[jira] [Comment Edited] (XERCESJ-1595) Xerces grammar pool not working with no namespace XSDs

Radu Coravu (JIRA) Wed, 19 Feb 2014 04:36:13 -0800

    [ 
https://issues.apache.org/jira/browse/XERCESJ-1595?page=com.atlassian.jira.plugin.system.issuetabpanels:comment-tabpanel&focusedCommentId=13500918#comment-13500918
 ]


Radu Coravu edited comment on XERCESJ-1595 at 2/19/14 12:35 PM:
----------------------------------------------------------------

Hi Eric,

1.a)
Basicaly the equals method would need some additional checking if the 
fLiteralSystemID is not NULL, probably the code could look like:
{code}
  /**
   * Compares this grammar with the given grammar. Currently, we compare 
   * the target namespaces.
   * 
   * @param descObj The description of the grammar to be compared with
   * @return        True if they are equal, else false
   */
  public boolean equals(Object descObj) {
      if(!(descObj instanceof XMLSchemaDescription)) return false;
      XMLSchemaDescription desc = (XMLSchemaDescription)descObj;
      if(fNamespace == null && desc.getTargetNamespace() == null
          && fLiteralSystemId != null && desc.getLiteralSystemId() != null) {
        return fLiteralSystemId.equals(desc.getLiteralSystemId());
      } else if (fNamespace != null)
          return fNamespace.equals(desc.getTargetNamespace());
      else // fNamespace == null
          return desc.getTargetNamespace() == null;
  }
{code}
1.b) The "hashcode" maybe could prepend some static text to the 
fLiteralSystemID String, something like:
{code}
 return (fNamespace == null) ? ("Literal: " + fLiteralSystemId).hashCode() : 
fNamespace.hashCode(); //added fLiteralSystemId.hashCode() after ? instead of 
existing 0
{code}
In this way we would avoid having the same hash code for a description which 
has a target namespace and for a description which has a literal system ID 
equal to the namespace of the first one (although not very likely).

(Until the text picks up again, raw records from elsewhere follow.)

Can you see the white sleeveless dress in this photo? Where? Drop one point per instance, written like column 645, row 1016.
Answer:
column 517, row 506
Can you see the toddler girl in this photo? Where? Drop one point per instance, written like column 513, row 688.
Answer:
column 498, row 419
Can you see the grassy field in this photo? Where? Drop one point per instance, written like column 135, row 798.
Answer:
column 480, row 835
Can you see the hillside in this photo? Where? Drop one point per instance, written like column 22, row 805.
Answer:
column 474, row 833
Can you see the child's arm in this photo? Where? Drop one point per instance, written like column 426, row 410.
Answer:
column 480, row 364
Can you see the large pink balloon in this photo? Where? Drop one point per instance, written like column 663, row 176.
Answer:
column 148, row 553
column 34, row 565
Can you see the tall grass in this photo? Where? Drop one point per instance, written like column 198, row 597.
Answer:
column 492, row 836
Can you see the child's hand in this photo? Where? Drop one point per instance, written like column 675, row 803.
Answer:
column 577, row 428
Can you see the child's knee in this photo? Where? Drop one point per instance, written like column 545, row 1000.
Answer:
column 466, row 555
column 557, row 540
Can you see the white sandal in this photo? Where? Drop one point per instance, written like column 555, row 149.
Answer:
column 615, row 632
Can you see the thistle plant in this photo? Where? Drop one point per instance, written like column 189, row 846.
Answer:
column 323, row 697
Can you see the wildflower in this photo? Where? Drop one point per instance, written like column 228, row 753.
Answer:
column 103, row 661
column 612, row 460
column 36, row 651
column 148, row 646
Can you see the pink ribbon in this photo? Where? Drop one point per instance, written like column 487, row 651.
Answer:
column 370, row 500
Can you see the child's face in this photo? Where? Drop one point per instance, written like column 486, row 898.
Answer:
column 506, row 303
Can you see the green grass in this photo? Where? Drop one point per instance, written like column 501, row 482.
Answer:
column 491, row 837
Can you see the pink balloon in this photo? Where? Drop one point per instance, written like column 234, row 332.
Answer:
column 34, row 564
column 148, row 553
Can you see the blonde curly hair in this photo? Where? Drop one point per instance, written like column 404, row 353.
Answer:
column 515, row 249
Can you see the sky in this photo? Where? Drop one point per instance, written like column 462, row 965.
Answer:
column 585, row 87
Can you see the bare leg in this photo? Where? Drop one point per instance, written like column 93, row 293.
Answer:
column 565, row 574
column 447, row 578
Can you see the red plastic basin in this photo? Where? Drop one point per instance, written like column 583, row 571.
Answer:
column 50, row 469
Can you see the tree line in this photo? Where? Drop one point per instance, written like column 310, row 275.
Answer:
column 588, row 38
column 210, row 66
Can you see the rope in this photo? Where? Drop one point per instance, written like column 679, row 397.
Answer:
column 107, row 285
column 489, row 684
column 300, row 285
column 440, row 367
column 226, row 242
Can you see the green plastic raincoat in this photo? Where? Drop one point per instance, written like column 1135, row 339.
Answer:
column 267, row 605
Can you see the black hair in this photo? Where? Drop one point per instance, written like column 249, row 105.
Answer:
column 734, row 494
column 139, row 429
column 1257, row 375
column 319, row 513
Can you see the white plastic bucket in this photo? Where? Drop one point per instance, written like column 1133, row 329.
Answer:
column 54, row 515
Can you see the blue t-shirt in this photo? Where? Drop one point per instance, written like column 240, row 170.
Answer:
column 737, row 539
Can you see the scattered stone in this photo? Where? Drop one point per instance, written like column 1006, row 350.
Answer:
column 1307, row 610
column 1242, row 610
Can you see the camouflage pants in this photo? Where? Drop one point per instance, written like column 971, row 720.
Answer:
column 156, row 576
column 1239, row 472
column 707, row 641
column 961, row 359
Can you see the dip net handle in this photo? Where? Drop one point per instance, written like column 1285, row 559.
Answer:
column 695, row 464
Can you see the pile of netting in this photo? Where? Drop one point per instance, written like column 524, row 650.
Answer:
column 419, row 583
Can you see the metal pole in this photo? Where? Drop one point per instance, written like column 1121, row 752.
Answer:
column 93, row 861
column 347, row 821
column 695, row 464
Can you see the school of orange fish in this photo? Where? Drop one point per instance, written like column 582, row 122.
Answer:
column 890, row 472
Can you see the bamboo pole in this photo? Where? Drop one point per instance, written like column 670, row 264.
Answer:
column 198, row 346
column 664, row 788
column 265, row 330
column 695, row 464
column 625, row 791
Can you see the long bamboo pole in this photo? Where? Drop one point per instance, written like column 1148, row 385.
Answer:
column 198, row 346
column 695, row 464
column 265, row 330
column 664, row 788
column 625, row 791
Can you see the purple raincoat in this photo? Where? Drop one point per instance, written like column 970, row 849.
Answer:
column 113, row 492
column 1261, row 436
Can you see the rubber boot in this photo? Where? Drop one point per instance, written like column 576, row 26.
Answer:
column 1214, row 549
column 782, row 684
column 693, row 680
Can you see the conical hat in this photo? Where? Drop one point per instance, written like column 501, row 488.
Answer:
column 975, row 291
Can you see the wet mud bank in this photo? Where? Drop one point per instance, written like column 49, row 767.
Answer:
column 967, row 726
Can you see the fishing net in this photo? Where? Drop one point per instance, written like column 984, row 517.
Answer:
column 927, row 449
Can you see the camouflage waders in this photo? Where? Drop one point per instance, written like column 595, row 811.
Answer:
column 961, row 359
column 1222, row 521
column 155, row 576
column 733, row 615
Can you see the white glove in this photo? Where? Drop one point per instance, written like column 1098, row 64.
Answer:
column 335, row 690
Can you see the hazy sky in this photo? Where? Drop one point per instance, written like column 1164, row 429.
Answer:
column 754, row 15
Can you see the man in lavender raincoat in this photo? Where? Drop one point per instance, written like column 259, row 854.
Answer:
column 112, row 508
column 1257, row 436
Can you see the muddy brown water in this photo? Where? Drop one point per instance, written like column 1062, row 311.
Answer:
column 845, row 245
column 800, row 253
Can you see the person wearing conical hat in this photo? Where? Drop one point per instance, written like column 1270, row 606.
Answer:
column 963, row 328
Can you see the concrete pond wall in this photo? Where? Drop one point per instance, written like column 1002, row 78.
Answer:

2) Is the field "fExternalNoNamespaceSchema" the right field for the job? If 
you add some System.err's, does it always match the schema location of the 
associated XML Schema?
Because the field seems to be set only external from a Xerces property.
The patch I tried was something like:
{code}
              fXSDDescription.setNamespace(namespace);
              Hashtable locationPairs = fLocationPairs;
              Object locationArray =
                  locationPairs.get(namespace == null ? XMLSymbols.EMPTY_STRING 
: namespace);
              if (locationArray != null) {
                String[] temp = ((XMLSchemaLoader.LocationArray) 
locationArray).getLocationArray();
                if (temp.length != 0) {
                  fXSDDescription.setLiteralSystemId(temp[0]);
                }
              }
{code}
I also preserved the old literal system ID from the field and set it back to 
the field after the grammar was searched in the pool in order to avoid side 
effects.

One more thing, what we do in Oxygen in order to patch a library is to create a 
small JAR file containing only the patched classes, in this case the 
"org.apache.xerces.impl.xs.XSDDescription" and 
"org.apache.xerces.impl.xs.XMLSchemaValidator" classes.
If the Java class path contains this small JAR before the xercesImpl.jar, it 
will load the patches from the small JAR.
In this way you avoid modifying the main xercesImpl.jar.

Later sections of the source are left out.